People said it was a good home it wasn’t …
This is not an Essex story but I live in Essex. My elderly Mum lives in Richmond and has dementia. She was in a care home from November 2012 – December 2013. She went in for respite care. She went downhill very quickly. We felt she was left starving. We asked the manager why she was losing weight, he said because it takes such a long time for her to eat. Mum was in other peoples clothes when we visited, the staff seemed to spend no time with her, she wasn’t encouraged to walk so lost mobility, we saw no interaction.
We were questioning what was happening. We saw people with no underclothes, excrement sometimes on the floor not cleared up. The doctor we felt bullied mum and us, regarding medication, when we asked for this to be explained to us and whether some of it was actually necessary. Mum didn’t want it, this should have been her choice.
When cleaning of this home took place on a large scale or something like this we noticed everyone was very quiet. Care workers did not have time to pick up food thrown on the floor, I would do it for other residents. I would see people ask for tea and biscuits and told “you can’t have it”. I would go up to the carers and say “why can they have it?”.
The doctor should have called the family when mum’s medication was changed, they never did. She was constipated all the time and we found out was being given enemas and was terrified, we don’t know what happened behind closed doors. We said “do not give my mum invasive anything against her will and without us knowing”. People screamed in the home and nobody came to them. We knew, luckily about safeguarding (SOVAs) and we took out 2 of them but the doctor said mum’s bruising was just her skin being pinched by something. We felt helpless.

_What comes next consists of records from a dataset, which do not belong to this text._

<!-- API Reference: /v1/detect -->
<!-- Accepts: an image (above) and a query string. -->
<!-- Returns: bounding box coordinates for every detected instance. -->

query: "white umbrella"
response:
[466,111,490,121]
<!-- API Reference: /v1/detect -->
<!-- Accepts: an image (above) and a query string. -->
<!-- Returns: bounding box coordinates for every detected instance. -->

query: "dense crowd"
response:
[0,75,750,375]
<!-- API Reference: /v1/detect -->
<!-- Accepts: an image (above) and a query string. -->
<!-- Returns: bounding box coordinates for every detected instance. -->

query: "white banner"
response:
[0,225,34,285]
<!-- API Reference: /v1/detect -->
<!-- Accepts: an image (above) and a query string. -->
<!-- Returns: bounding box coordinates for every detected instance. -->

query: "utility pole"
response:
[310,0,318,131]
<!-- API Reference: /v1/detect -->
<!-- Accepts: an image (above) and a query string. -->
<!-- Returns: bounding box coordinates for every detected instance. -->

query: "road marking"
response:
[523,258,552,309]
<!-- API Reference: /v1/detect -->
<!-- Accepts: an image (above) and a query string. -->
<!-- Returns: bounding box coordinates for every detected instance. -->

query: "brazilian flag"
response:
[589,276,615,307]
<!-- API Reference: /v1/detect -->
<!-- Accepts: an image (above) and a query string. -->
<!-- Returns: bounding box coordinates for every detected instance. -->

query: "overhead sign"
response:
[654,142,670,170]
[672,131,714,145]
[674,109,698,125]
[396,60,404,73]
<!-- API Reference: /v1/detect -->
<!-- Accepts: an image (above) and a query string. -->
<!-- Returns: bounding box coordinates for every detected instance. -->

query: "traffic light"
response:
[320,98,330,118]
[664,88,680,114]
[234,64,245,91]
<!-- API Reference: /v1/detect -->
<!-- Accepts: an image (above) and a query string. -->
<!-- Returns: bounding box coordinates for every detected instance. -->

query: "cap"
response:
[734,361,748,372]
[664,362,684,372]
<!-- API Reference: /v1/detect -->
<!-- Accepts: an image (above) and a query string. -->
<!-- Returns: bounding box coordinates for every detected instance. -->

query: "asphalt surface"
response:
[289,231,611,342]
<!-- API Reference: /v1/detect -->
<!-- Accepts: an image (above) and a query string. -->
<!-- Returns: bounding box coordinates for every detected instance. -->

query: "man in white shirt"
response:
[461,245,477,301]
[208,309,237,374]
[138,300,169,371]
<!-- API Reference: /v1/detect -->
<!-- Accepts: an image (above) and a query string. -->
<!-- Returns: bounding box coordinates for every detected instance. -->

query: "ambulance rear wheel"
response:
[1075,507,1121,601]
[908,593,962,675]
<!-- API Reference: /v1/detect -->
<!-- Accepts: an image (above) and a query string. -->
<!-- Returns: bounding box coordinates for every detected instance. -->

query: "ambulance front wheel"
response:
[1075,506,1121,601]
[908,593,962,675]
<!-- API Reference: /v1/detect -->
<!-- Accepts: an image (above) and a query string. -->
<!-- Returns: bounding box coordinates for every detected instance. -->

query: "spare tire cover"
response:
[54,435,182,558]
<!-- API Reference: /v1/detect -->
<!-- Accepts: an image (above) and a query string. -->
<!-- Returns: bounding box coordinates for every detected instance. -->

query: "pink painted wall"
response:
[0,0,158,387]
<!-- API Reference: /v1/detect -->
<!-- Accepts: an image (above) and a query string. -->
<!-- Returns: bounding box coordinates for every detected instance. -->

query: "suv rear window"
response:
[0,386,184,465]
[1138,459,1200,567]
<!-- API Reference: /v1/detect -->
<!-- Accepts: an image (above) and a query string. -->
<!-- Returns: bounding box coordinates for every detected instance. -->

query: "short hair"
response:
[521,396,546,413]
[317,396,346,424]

We even instigated information boards on mum’s wall to give information to new carers coming in to care for her so they would know her needs, we were so worried. We were concerned whether this home knew what they were doing concerning dementia care and asked how they were trained. The answer was the staff get 1 hour video training.
Feeling my mum was nearly dead or about to die, we asked a mental health group who had looked after our brother with cerebral palsy to help, they said they were not involved with dementia but agreed to go into the home, paid by us, to care for mum. They home hadn’t a clue about anything and were rude to our carers. Having lost my brother and Dad at this time, we wanted to take mum home. The mental health care management group of carers we had brought in knew, by sheer good luck, about NHS Continuing Healthcare, we went through this process and got it. We know that others do not have that luck to know that this exists.
Carers from the home came up to us and said we were doing the right thing. We got mum home and her quality of life is so improved. She does not need some of the medication. We are convinced she was drugged unnecessarily because her thinking and condition improved so much especially her communication. People said to us this was a good home, but it wasn’t.
Having organised carers at home at first, we then had to get new ones, the first ones weren’t turning up and were neglecting mum. We got new carers and to ensure that they looked after her properly the family have made their own videos on how to look after mum, that is how worried we were, so that they could revisit the videos with the carers whenever they needed to remember mum’s needs and likes and dislikes.
Mum’s dementia makes her shout out loudly and we discovered that properly insulation can even be provided under NHS Continuing Healthcare. Others may not know this. It is lovely to see mum content and now smiling and eating her chocolate biscuits she loves when we visit and able to communicate as she didn’t before. As a family we have been terribly stressed during all this experience and all we want to do is make mum’s end of life reasonable, not spend out time questioning the care.
Living so focussed all the time on what is happening to mum and worried about her all the time took over our life.
Now she has good care and at last we can “breathe”. It shouldn’t be this way.